Le palais des glaces

Depuis des nuits perdue dans le palais des glaces.

Lune de verre sur la rive droite des joues, les cordes se serrent sous ma coiffure. Cascades de sang, de dentelle usée, mon reflet expire derrière les glaces sans tain, et toujours plus lointaine l’issue bien lisse d’une proximité insupportable.

Mon image est méconnaissable, elle est la maîtresse des nuits.

Nuits trop courtes dans l’absence de guide.
Nuits confuses sans sommeil et sans eau.
Nuits si longues qu’on peut en toucher les songes de buée.
Nuits si froides que les images et les corps entrent en fusion.

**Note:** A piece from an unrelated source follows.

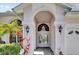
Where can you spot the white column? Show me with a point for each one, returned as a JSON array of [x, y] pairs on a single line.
[[59, 38]]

Et toujours face à moi-même, les mains sur mon corps vitrifié, sans l’espoir d’une remise de peine.

J’ai hérité
des rubans, des chiffons, des baleines, des pigeons, du coton,
des lacets impies, du métal rouge, des chairs à bomber,
des saillies troublantes,
des corps caverneux,
des aumônes, des vulves liquides, des parfums glissants, des consentements hérétiques, des élixirs en filets de salive, du creux, des frictions de râles copulés et des spasmes

pour que mon reflet ait un sens.

À ma décharge

Si je suis folle c’est que je ne veux pas mourir.
Si je suis mouillée c’est que mes rêves sont trop bleus pour ma propre taille.
Si je suis inerte c’est que moine transversal s’agite dans l’eau du bidet.
Si je suis putain c’est que l’étable vaginale accueille l’axe de la mort en son sein.
Si je suis esclave c’est que les verges pyrotechniques lancent leur lait sans valises sur le sol.
Si je suis amoureuse c’est que les crustacés de mon sexe en bannière ont fini par prendre le dessus.
Si je suis inflammable c’est que l’araignée-miroir a suivi le courant jaune des flagellants.
Si je suis damnée c’est que l’ombre agricole me perce des fenêtres dans les pupilles.
Si je suis sainte c’est que la bave bienheureuse des vulves sans sel a plié en quatre le papier fin de mes songes.
Si je suis une femme c’est que mon désir a trouvé les mécanismes froids des cunnilinctus carnivores.
Si je suis morte c’est que j’ai épuisé ma folie.

Peccadilles à traire

Visite curetage claquement soyons unies on entend la fraise sexuelle des jumelles astrales sur nos dents de polystyrène humide extensions obscures de nos rêves intentions d’encre souhaitons que le parquet sans âge tue l’amour fantôme de l’Euphrate rouge entre nos cuisses vortex et machineries politiques absolutions vexatoires disparitions mordorées quand nous nous heurtons aux constables barbelés et que nous crions des slogans-charogne aux ministères sans épiderme visages sans os l’ongle fatal.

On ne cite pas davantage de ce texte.